The main problem this post complains about is that it's difficult to implement changes correctly, even as an expert. That's definitely not a good thing.

pylua · 2024-05-05T12:55:46

I read the article and I can’t understand at a simple level why it’s hard to contribute. Is it easy to break things? Is it hard to determine if something is broken ? If so, maybe it just wasn’t really designed with those items in mind, or maybe there just isn’t adequate testing.

Adding on a new feature that is hard to understand is maybe a signal that the design does not support it.

RedShift1 · 2024-05-05T12:50:59

Yes but it's a database server, I expect lots of things to be non-trivial here?

layer8 · 2024-05-05T14:03:49

Sure, but the design should make it reasonably efficient and reliable to reason about the behavior. The assumptions, requirements, and guarantees should be clear (documented) at all relevant code locations.
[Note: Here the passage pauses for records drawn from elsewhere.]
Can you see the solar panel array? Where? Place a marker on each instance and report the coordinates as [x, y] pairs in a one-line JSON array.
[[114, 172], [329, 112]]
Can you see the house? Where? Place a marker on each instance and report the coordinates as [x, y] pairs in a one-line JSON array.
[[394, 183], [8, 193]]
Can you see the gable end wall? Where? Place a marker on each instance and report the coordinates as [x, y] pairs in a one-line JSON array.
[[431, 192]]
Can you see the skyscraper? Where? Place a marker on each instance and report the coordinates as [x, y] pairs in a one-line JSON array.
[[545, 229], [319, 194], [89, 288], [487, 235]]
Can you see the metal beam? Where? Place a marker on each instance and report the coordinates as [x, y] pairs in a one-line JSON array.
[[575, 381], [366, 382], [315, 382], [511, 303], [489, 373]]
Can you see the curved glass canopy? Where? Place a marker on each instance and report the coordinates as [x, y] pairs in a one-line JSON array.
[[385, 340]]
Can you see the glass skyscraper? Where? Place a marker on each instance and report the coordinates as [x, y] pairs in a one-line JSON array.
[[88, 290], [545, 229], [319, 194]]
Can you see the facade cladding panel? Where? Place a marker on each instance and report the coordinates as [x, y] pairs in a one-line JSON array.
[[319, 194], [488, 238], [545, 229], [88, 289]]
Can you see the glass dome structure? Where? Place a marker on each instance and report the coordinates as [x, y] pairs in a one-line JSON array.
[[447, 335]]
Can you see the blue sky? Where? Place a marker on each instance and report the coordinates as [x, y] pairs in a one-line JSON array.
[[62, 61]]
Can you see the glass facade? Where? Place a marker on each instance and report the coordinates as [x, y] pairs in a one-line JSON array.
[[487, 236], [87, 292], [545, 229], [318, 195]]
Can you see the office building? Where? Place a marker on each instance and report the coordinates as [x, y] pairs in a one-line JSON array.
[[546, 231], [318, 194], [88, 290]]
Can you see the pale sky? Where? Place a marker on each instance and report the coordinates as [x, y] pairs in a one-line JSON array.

There is a lot of mentioning of testing in this thread and in TFA. However, testing is not the main tool to achieve correctness. Testing is merely a sanity check. Correctness is achieved by being able to adequately reason about the logic of the code, making sure that all assumptions and guarantees are met.

TFA sounds like that reasoning is hard in the PostgreSQL code base. But it could also be that the author was approaching things in a too cavalier manner.

Kinrany · 2024-05-05T13:04:13

Expected doesn't mean good though.

amlib · 2024-05-05T13:11:22

Sure, but is there any other mature and complex (or even more complex) database software easier to hack then Postgres? I imagine something like Microsoft SQL is just as hard and Oracle is known to be a complete mess, much worse than Postgres in this regard.